Pirates are generally defined as the criminals of the sea. They attacked private vessels (or any vessels they could catch) and stole whatever they wanted. They did not necessary have any specific purpose other than to get wealth and inspire terror. Pirates were generally rough and even dramatic, building a reputation for themselves as fierce and fearful. They perhaps followed some kind of code of conduct among themselves—loyalty and such—but generally, their behavior was far outside any accepted norm. Blackbeard, whose real name was Edward Teach, was the consummate pirate. He looked the part with his wild hair and beard, and he was typically armed to the hilt. His ship was armed to the hilt, too, so he could and did intimidate any ship or port he chose to attack.

Buccaneers were rather different. To find their origins, we have to look back to the time when the Caribbean was controlled by the Spanish. Settlers from other countries like France and England wanted to get in on the action and the wealth, but the Spanish would not sell to them or let them settle. There were others who would trade, though—people like Native Americans and people of mixed race—and these became known as buccaneers, named for a platform on which they smoked meat.

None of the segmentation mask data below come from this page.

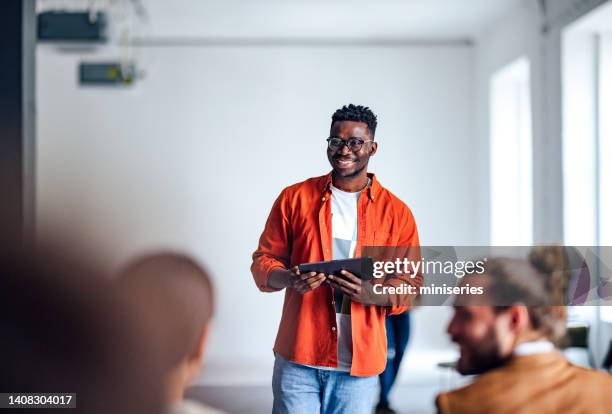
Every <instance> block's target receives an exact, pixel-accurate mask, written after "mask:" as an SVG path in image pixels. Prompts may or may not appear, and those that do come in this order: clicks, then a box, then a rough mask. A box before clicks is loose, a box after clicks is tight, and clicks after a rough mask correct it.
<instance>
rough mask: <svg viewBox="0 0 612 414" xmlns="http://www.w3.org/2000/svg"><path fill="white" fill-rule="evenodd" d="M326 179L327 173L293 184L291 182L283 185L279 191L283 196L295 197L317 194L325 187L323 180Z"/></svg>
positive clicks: (319, 192)
mask: <svg viewBox="0 0 612 414" xmlns="http://www.w3.org/2000/svg"><path fill="white" fill-rule="evenodd" d="M327 179H328V175H322V176H319V177H312V178H308V179H306V180H304V181H300V182H298V183H295V184H291V185H289V186H287V187H285V188H284V189H283V190H282V191H281V195H282V196H284V197H289V198H292V197H295V196H299V195H306V194H317V193H320V192H322V191H323V188H324V187H325V181H326V180H327Z"/></svg>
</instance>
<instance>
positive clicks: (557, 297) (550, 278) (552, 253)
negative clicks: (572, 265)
mask: <svg viewBox="0 0 612 414" xmlns="http://www.w3.org/2000/svg"><path fill="white" fill-rule="evenodd" d="M529 263H530V264H531V266H533V267H534V268H535V269H536V270H537V271H538V272H539V273H540V274H541V275H542V276H543V277H544V281H545V282H544V283H545V286H546V288H547V289H548V292H549V295H550V303H551V304H555V305H561V304H564V303H565V297H566V294H567V288H568V286H569V282H570V277H571V271H570V267H569V260H568V256H567V252H566V251H565V247H563V246H535V247H534V248H532V249H531V251H530V252H529Z"/></svg>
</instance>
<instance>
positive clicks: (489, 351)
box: [457, 327, 511, 375]
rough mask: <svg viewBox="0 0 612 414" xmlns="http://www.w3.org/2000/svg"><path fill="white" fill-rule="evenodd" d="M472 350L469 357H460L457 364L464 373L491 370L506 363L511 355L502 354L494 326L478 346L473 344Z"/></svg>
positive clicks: (475, 373)
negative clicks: (504, 354) (464, 359)
mask: <svg viewBox="0 0 612 414" xmlns="http://www.w3.org/2000/svg"><path fill="white" fill-rule="evenodd" d="M470 351H471V353H470V354H471V355H470V356H469V358H468V359H467V360H464V359H460V360H459V363H458V365H457V371H459V372H460V373H461V374H463V375H477V374H482V373H484V372H487V371H491V370H493V369H495V368H499V367H501V366H503V365H505V364H506V362H508V360H509V359H510V357H511V355H509V356H502V355H501V351H500V349H499V344H498V341H497V338H496V336H495V332H494V330H493V327H491V329H490V331H489V332H488V333H487V336H486V338H485V339H483V340H482V341H480V343H479V344H477V345H476V346H472V347H471V349H470Z"/></svg>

The word buccaneer was later extended to apply to anyone who was willing to harass the Spanish in the Caribbean. One of the most famous buccaneers was Englishman Sir Henry Morgan, who raided towns in the Caribbean, Central America, and South America and ended up as the governor of Jamaica. He and other buccaneers wanted to drive out the Spanish so their own countries could make claims in the region.

Morgan was actually authorized in his endeavors by the British government, and as such, he was also a privateer. Privateers operated private ships under special licenses from their governments that allowed them to attack enemies and seize enemy ships and goods.